Et si les tournepierres ne sont pas autant menacés que d'autres oiseaux de rivage, leur population a également diminué et est estimée aujourd'hui à 300.000 individus sur le continent. Parmi eux, seuls quelques centaines ou quelques milliers passent l'"hiver" sur la côte uruguayenne. D'autres préférant le sud du Brésil, ou, plus au sud encore, la côte argentine.
Les scientifiques affirment également que les oiseaux migrateurs à longue distance ont des lieux d'hivernage favoris et font preuve d'une grande fidélité en y revenant année après année, comme c'est le cas de 2TK.
L'Uruguay et ses nombreuses lagunes côtières rend les côtes "très productives d'un point de vue alimentaire" pour les oiseaux de rivage, explique M. Azpiroz.
Voilà pourquoi 2TK aurait déjà parcouru près de 350.000 km au cours de sa vie, soit l'équivalent de neuf fois le tour de la Terre, un exploit incroyable pour un oiseau d'à peine plus de 20 centimètres.

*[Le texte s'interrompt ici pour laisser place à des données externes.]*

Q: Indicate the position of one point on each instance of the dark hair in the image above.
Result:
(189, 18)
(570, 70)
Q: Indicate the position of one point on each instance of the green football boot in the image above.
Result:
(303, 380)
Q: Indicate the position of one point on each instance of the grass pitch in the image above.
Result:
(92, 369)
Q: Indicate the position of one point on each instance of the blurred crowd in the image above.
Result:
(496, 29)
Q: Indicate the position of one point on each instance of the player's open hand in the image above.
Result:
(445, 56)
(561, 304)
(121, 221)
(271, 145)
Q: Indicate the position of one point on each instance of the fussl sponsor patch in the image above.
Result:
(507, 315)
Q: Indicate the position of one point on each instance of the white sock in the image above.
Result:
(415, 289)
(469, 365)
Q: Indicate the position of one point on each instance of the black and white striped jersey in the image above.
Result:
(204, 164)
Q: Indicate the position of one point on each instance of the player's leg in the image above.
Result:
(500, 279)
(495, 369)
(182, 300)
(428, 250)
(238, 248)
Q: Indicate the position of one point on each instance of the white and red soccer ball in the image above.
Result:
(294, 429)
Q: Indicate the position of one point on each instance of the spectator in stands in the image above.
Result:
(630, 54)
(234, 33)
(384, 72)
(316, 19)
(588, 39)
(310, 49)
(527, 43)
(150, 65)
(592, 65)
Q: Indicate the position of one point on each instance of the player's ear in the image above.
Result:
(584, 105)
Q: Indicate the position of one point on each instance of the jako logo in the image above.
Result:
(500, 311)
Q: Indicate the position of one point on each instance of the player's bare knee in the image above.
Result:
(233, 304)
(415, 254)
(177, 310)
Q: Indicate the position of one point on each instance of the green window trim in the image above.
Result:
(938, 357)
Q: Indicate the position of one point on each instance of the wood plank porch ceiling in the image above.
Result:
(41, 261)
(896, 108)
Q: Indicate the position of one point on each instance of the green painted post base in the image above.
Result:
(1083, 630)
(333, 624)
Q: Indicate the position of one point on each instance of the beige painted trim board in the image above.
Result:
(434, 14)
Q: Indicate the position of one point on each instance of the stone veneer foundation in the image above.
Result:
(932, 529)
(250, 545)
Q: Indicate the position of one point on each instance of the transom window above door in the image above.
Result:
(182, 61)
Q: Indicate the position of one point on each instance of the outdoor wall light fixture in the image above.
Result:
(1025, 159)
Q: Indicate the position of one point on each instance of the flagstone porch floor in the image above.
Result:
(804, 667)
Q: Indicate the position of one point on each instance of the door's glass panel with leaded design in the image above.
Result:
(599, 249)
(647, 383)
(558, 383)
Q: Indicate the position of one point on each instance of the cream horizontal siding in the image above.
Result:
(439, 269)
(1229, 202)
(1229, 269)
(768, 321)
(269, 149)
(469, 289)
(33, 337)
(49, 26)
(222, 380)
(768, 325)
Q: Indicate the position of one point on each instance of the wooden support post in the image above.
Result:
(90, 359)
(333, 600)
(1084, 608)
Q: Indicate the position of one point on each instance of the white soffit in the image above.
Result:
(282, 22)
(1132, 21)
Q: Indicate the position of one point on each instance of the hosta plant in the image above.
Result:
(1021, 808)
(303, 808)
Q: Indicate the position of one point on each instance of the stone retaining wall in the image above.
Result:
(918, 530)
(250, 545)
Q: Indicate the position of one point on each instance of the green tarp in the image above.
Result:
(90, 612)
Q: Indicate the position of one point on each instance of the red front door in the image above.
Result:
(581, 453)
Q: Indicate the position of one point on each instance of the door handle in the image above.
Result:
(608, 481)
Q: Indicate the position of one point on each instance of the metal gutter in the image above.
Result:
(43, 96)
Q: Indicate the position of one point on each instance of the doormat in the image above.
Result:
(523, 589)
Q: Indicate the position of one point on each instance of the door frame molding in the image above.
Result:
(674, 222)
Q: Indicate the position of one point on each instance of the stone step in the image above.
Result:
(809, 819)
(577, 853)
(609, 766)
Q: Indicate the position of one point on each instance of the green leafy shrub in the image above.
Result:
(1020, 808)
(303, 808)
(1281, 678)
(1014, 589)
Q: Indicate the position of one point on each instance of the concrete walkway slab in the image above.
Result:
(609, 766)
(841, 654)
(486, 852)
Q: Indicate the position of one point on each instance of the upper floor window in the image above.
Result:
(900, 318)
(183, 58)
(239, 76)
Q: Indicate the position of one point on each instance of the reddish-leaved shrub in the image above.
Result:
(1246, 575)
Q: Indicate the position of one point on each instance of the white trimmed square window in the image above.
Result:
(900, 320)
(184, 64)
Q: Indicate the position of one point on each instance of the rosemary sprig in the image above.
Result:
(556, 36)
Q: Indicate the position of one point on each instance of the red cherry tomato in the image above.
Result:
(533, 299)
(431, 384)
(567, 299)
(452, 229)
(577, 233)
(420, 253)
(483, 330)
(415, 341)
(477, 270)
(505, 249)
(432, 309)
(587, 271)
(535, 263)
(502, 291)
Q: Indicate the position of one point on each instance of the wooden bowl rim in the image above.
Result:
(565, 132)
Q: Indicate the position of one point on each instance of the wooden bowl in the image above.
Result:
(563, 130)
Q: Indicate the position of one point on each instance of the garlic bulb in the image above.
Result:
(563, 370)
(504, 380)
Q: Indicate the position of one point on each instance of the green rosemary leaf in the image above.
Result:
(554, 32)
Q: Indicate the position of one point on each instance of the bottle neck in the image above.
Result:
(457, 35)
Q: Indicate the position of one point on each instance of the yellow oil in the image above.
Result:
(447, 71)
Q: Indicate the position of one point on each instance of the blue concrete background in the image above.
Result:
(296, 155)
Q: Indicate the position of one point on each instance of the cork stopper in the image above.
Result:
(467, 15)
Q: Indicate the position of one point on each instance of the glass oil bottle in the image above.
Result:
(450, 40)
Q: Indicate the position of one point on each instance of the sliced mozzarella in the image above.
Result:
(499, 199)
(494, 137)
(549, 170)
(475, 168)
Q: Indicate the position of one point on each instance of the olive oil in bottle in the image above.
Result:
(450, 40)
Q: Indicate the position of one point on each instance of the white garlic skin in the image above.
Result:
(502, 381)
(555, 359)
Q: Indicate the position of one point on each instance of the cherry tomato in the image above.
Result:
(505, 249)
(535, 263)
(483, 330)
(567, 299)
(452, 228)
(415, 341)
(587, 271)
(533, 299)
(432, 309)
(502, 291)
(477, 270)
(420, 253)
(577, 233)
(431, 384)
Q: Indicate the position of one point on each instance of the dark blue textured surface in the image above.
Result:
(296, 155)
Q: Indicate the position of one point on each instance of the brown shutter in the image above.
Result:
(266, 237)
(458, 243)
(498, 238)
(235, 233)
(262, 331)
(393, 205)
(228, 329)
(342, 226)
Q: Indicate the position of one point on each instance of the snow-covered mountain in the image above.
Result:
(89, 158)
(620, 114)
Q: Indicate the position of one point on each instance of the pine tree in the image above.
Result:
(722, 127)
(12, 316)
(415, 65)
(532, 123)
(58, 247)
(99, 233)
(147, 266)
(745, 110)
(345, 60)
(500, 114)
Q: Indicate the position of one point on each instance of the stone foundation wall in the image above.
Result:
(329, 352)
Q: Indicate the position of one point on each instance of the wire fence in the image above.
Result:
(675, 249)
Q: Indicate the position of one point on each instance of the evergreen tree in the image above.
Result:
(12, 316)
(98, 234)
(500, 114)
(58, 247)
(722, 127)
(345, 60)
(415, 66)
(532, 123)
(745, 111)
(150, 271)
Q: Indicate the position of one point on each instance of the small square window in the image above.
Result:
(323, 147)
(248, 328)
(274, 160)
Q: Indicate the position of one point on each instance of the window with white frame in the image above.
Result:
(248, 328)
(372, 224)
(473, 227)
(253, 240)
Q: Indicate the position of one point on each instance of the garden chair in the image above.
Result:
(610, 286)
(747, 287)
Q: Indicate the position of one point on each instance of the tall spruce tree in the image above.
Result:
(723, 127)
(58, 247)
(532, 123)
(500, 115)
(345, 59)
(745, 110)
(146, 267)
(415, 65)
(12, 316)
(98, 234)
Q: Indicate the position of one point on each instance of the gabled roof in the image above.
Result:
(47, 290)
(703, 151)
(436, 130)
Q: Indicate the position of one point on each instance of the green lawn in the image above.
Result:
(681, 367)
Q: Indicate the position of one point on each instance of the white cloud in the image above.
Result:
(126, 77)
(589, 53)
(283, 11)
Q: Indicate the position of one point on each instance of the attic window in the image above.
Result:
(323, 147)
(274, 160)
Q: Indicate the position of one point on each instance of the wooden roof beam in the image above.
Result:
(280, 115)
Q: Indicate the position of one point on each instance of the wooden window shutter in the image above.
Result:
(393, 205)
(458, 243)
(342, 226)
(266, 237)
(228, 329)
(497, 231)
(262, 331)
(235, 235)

Les mécanismes physiologiques et neurologiques sophistiqués permettant de se repérer avec une telle précision après des milliers de kilomètres parcourus en plusieurs semaines de vol sont encore à l'étude.
Les ornithologues uruguayens aiment à penser qu'il y a aussi quelque chose qui s'apparente à l'amour dans la fidélité de 2TK avec Punta del Este.